Disclaimer: I have no current or past financial interest in Blockstack. I have applied for a non-accredited investor voucher in the Stack token sale.

Blockstack, Stack Protocol, stacks token — aka stacks on stacks

The Blockstack team recently introduced the Stack protocol, a project they’ve been working on since 2016 (before tokens were cool). Blockstack is currently run as a set of ordered operations on top of a separate blockchain, meaning Blockstack’s technology processes functions sent to it and regularly records the results on the underlying chain (currently the Bitcoin blockchain). In the future, Blockstack will run it’s own blockchain layer living on top of the Bitcoin chain. Instead of using bitcoins to pay for transactions, Blockstack’s native “stacks” token will be used. The new structure provides multiple benefits, including but not limited to giving people another coin to speculate on while posting memes on Reddit.

Throughout this article I’m going to refer to a few different facets of Blockstack, and the different names can get confusing. Keep this in mind:

Blockstack: the name of the company and the overall ecosystem

Stack protocol: the new rules for how the Blockstack blockchain will operate

Stacks: the token that will be utilized as currency in the new blockchain format (I reference this the most)

Stack Protocol Benefits

The Stack protocol & tokens are beneficial in a few ways, according to the whitepaper:

  1. Incentivizing ecosystem growth
  2. Decentralized governance
  3. Preserve economic distribution through migrations
  4. Enable support for “light clients” (aka smartphones)
  5. Enable support for advanced namespace operations

I’m going to go in depth on the first benefit, and then briefly explain the others. If you want more detail, check out the whitepaper or ask me in the comments.

Benefit 1: Incentivizing ecosystem growth

Blockstack is fundamentally a network of apps and users. Every successful network has at some point or another faced a chicken and egg problem. In a network business, the chicken & egg can be boiled down to two groups: users and developers.

  • People won’t use a network unless it has real utility for them
  • Example: Instagram is worthless if nobody else is around to like your pictures or post their own for you to stare at jealously and wonder if their life is actually that cool
  • A critical mass of developers won’t invest in building apps for a network unless they are going to get paid by people actually using the network/apps
  • Example: Nobody uses Windows phones. Therefore it’s a waste of time for developers to make apps for those phones, because all the apps will do is sit on the store and look pretty. So, no developers made Windows OS mobile apps. Users are even less likely to use Windows phones because there are no useful apps. Vicious cycle ensues, Microsoft cancels production of Windows phones 8 years later (quick decision making in action)

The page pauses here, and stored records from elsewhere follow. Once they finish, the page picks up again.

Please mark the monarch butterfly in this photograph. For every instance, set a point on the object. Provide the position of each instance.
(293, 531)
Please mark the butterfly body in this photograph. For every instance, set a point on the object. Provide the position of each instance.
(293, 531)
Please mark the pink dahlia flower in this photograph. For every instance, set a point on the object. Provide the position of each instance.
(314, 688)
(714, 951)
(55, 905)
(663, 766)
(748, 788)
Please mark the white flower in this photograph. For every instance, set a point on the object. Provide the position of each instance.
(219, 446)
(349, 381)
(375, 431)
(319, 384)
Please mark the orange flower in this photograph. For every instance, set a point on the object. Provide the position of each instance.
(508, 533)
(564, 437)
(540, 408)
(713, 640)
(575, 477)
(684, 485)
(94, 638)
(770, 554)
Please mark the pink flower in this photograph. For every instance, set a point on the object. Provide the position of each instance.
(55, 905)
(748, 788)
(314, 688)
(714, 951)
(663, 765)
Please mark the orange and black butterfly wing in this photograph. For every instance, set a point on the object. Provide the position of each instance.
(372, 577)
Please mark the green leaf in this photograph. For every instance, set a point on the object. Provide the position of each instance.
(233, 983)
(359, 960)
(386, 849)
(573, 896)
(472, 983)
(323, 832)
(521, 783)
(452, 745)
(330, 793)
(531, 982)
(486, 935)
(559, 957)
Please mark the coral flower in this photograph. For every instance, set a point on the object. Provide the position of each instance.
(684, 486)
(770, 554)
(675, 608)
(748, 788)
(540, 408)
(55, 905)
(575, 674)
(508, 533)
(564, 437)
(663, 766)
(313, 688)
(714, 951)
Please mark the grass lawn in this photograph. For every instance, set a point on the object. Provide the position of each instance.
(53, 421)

Typically, startups bridge the “chicken and egg gap” by bringing in outside investors. These investors make bets that the company will be successful in building a network of users and pay the developers to work on it, making it worthwhile (in the short term) for the team to build network infrastructure.

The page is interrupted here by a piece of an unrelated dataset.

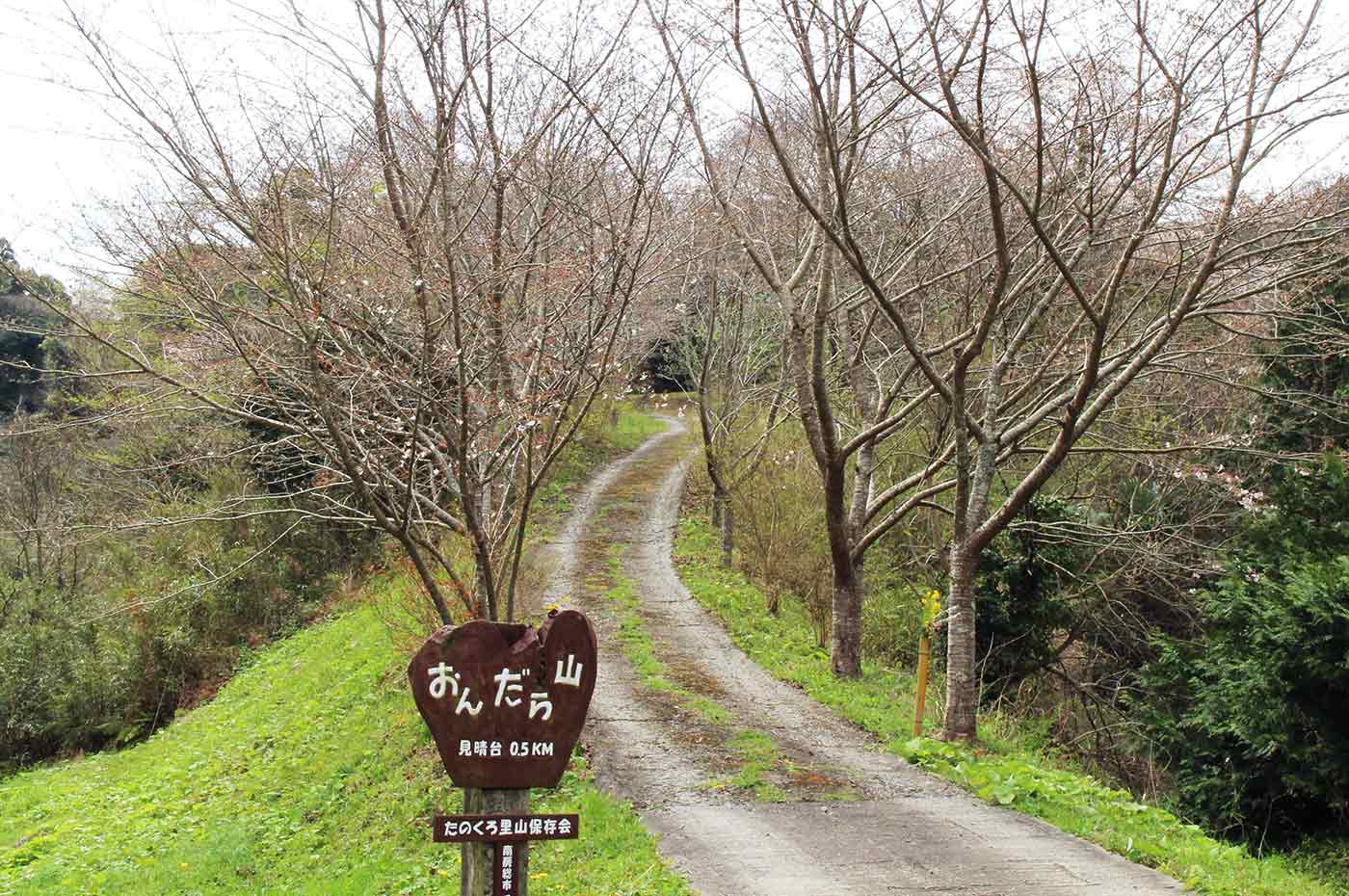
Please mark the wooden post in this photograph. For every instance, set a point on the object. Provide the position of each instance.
(478, 859)
(924, 663)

Blockstack aims to bypass that problem in their own ecosystem by granting stacks to early developers making quality apps. This bootstrapping system will only occur for the first four years after the network goes live. The tokens will (hopefully) appreciate in value over time as the network becomes more valuable, so it’s theoretically similar to a monetary incentive for developers.

The keyword above is quality apps. Only developers making quality Blockstack apps will receive token grants. Quality is subjective (I think my drawings are of artist quality, every other person in the world does not), so how is quality decided?

App Reviewers

“App Reviewers” are chosen judges of quality applications. A quality application will show up in Blockstack like Featured apps do on the Apple App Store. When Reviewers feature an app, it is deemed a quality app and will receive a regular allotment of stacks as a reward. As incentive to continue judging, Reviewers get 2% of the stacks allocated for app-rewards mining.

The Reviewers are a small group elected by community vote based on ownership of the Stack token.

  • Elections are held once a year, for 1 year terms
  • Reviewers could be individuals or entities such as non-profits or venture capital firms
  • Blockstack’s goal is to have a diverse set of App Reviewers (e.g. not all VC firms)
  • Voters will have visibility into performance of App Reviewers and can make informed decisions at time of re-election

“The App Reviewers should have an incentive to (a) do the work of evaluating various applications and curating them, and (b) remain honest and neutral during the curation process. Further, the App Reviewers themselves should not become a point of centralization in the ecosystem.”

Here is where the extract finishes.